We can see that, because we made the staying probabilities for indoors relatively low, it converged to a much lower value compared to its starting value.

Here’s an animated version of the simulation slightly more sped up:

What about Zero Probability Transitions?

We can do some pretty interesting things when we constrain some transition probabilities to be zero. For a moment, let’s imagine in our example that all children start indoors when recess begins and to get to the soccer field they need to go through the playground. In other words, it is impossible to go from indoors directly to the soccer field and vice versa.

Our transition matrix might look something like this:

$T = [\begin{matrix} 0.85 & 0.13 & 0 \\ 0.15 & 0.85 & 0.05 \\ 0 & 0.02 & 0.95 \end{matrix}] [\begin{matrix} 1 \\ 0 \\ 0 \end{matrix}]$

Now because all children start indoors the points are all green.

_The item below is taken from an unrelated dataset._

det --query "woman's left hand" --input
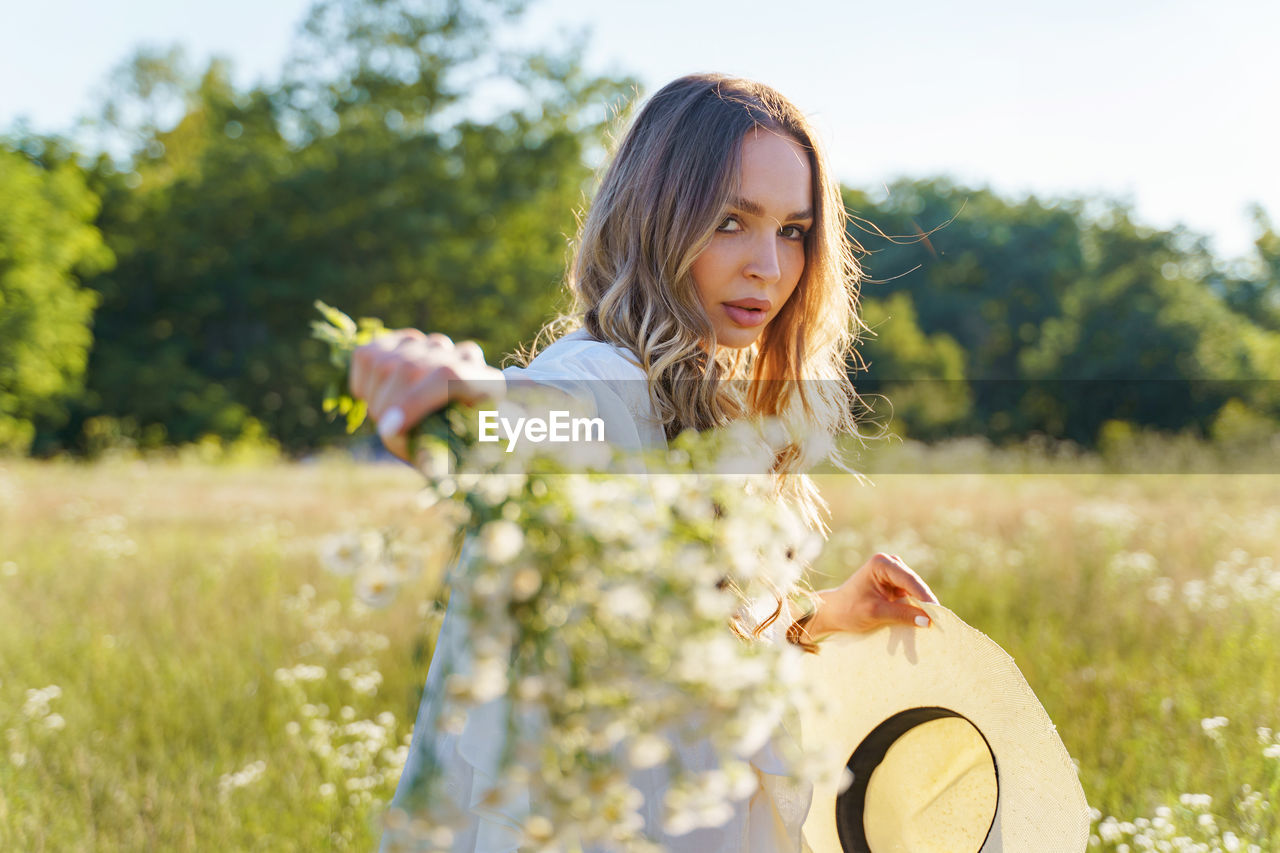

So there’s a brief look at how Markov chains work. Markov chains have vast applications, but where I come across them most often is their role in Bayesian computations. We didn’t go into this application here, but hopefully after this you have an intuitive grasp of what a Markov chain is.

Continue reading if you want to see how I coded the Markov chain and the animations!

Behind the Scenes

Below is the annotated code for creating and animating the Markov chain. Feel free to customize it to your heart’s content.

Building the Simulation

Here’s the function I created to run the Markov-based simulation. In our example, n is the number of children in the simulation. We specify the number of iterations and provide starting probabilities for each of the states and transition probabilities for the probability of moving from a state to another state. Note that in the binary case we don’t actually have to supply a matrix since we can leverage inverse probability.

Binary State

library(tidyverse) # includes ggplot2, dplyr, and others
library(plotly)

markov1 <- function(n = 100, iter = 100, start_probs = c(.50, .50), trans_probs = c(.10, .05), plot_prob = TRUE) {
  #Check to see if probability entries are valid.
  if(sum(start_probs) != 1 | any(start_probs < 0)) 
    stop("start_probs must be non-negative and sum to 1.")
  if(sum(trans_probs) > 1 | any(trans_probs < 0))
    stop("trans_probs must be non-negative and not sum to greater than 1.")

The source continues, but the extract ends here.